Essa ideia de que a inspiração não tem hora para surgir pode ser uma construção romântica ultrapassada, mas se trocarmos inspiração por vontade irreprimível de escrever começa a fazer mais sentido.
É o que provavelmente levava a poetisa Emily Dickinson (1830-1886) a aproveitar envelopes rasgados das cartas que recebia para por em ação seu talento único. É possível até imaginar que o conteúdo das cartas “provocasse” os poemas.
Ao ver os manuscritos originais de Dickinson, Jen Bervin, artista visual e poeta, percebeu que havia quebras de linha diferentes das estabelecidas nas edições usuais de seus poemas. E também palavras alternativas, com marcas ao longo do texto para uma eventual troca.
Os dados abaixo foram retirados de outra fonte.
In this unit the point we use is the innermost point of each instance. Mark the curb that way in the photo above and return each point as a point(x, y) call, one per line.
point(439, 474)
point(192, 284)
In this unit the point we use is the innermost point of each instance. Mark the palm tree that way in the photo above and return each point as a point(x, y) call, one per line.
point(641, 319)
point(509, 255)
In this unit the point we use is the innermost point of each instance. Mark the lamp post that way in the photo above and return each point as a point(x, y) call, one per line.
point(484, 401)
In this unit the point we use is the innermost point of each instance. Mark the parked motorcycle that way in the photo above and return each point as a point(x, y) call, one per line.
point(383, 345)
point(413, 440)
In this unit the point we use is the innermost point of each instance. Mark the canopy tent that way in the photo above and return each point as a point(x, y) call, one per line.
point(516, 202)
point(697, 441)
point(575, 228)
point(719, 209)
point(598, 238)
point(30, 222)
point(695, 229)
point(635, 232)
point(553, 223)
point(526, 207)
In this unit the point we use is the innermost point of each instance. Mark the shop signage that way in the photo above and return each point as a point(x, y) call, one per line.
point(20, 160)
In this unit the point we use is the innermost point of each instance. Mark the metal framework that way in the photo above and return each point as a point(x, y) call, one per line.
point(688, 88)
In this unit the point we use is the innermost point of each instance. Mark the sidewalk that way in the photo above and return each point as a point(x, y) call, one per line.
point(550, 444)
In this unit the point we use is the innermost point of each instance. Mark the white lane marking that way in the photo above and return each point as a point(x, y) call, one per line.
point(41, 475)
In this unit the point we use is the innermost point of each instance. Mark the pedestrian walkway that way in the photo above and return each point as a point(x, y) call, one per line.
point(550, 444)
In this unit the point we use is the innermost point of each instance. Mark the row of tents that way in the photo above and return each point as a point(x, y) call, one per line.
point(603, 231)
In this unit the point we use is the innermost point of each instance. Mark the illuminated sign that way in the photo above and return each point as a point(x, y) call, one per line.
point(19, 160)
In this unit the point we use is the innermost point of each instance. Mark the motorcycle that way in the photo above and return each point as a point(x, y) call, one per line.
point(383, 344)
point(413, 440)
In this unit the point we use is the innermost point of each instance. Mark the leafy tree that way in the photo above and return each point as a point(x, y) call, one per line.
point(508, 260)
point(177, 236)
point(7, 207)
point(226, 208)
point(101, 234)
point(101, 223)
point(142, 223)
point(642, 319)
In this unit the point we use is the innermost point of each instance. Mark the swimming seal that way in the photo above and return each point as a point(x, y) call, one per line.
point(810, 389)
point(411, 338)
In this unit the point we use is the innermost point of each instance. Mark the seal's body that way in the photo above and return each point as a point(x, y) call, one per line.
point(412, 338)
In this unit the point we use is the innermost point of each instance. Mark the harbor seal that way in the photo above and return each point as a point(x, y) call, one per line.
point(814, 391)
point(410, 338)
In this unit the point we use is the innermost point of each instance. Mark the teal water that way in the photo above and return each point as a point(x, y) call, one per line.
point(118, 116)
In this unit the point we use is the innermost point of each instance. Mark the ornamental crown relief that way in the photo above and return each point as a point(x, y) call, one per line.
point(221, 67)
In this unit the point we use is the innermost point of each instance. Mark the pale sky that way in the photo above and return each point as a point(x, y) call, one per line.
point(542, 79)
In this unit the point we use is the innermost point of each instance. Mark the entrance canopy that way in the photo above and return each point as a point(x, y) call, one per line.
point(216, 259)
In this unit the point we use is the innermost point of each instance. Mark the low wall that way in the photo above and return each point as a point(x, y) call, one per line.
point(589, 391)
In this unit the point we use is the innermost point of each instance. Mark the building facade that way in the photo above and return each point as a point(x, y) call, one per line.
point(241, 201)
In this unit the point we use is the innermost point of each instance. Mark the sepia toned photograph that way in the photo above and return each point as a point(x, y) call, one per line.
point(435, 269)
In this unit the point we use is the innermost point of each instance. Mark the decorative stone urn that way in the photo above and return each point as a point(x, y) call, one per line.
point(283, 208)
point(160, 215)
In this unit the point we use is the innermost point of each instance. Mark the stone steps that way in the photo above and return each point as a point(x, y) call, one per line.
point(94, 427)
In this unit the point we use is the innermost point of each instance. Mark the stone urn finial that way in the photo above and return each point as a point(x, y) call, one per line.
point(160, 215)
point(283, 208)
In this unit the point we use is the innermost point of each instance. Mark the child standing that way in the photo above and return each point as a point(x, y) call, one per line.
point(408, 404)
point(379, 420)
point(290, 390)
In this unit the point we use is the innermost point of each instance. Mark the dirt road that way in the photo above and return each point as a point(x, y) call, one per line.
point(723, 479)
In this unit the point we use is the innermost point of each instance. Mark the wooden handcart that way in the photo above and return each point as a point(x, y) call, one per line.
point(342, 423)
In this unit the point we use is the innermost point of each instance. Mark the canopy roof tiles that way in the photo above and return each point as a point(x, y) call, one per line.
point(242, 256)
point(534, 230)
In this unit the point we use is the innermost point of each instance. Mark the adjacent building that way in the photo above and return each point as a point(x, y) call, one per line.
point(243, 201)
Num primeiro trabalho, como conta Rebecca Mead em texto na New Yorker, Bervin reproduziu em tamanho grande alguns desses manuscritos e costurou em vermelho as indicações normalmente ignoradas pelos editores.
Mais recentemente, com ajuda de Martha Werner, especialista no trabalho de Dickinson, a artista publicou o livro “The Gorgeous Nothings”, com reproduções de 52 de seus últimos poemas, escritos a lápis nos envelopes rasgados e amassados, na frente e no verso.
Para as autoras do projeto, tais procedimentos indicam uma postura ainda mais ousada na poesia de Dickinson – já tida como precursora do modernismo -, que merece, por isso, ser revista.